To begin all over again is an American dream, a classic but remarkably hard one to accomplish. Irish migrs Johnny and Sarah (Paddy Considine and Samantha Morton) discover this when they hit the streets of Manhattan with their two young daughters, Christy and Ariel (real-life sisters Sarah and Emma Bolger) in tow. The family faces an uncertain but hopeful future in America, but first they must face down a past that haunts every single one of them.
With no cash to spare, the family settles into a New York tenement populated by a colourful assortment of characters – and attempt to turn a less-than-attractive apartment into a true home. From dragging a beat air conditioner across Manhattan to finding make-do jobs, nothing comes easy for Johnny and Sarah.
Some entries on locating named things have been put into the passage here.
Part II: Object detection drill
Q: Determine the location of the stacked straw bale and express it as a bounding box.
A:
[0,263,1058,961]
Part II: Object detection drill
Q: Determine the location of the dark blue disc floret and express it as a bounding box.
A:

While the couple sees America as rife with challenges and dangers, Christy and Ariel see it as a magical place where anything can happen.
Christy and Ariel’s Halloween encounter with a mysterious neighbour named Mateo (Djimon Hounsou), is an event that begins to change everything. As the family heads for a crisis, Mateo becomes their unlikely ally in the territory where hope, faith and even magic hold sway.
In America is Jim Sheridan’s most personal film to date, he co-wrote it with his two daughters, Naomi and Kirsten, and it is also one of his best. This is saying a lot considering this is the filmmaker responsible for the brilliant My Left Foot and In the Name of the Father. The film works so well because it captures the magic, humour, dangers and promises of a new place to call home without becoming manipulative or melodramatic.
The people that the family encounters are three-dimensional and feel real, not the stereotypes one would come across in this type of story. There are moments where melodrama threatens to rear its ugly head and derail the dramatic momentum, but Sheridan and his exceptional cast and crew make sure that the movie stays the course.
Far too many times, families are portrayed in motion pictures unconvincingly, never making us forget that we’re watching a bunch of actors pretending to be an actual domestic unit. This doesn’t happen here. The performances by Considine, Morton and the Bolger sisters are all excellent, full of emotional power and conviction. Hounsou finally finds a role worthy enough to match the impressive work he displayed in 1997′s Amistad, with his fine supporting turn as the neighbour who helps the family as much as they assist him.
In America is a celebration, one of life, relationships, family and community. It’s a loving ode to the immigrant experience and the people, places and events we encounter in our everyday world. It’s a film that uplifts your spirits and emotionally moves you without manipulation. It is also one of the best films ofthe year.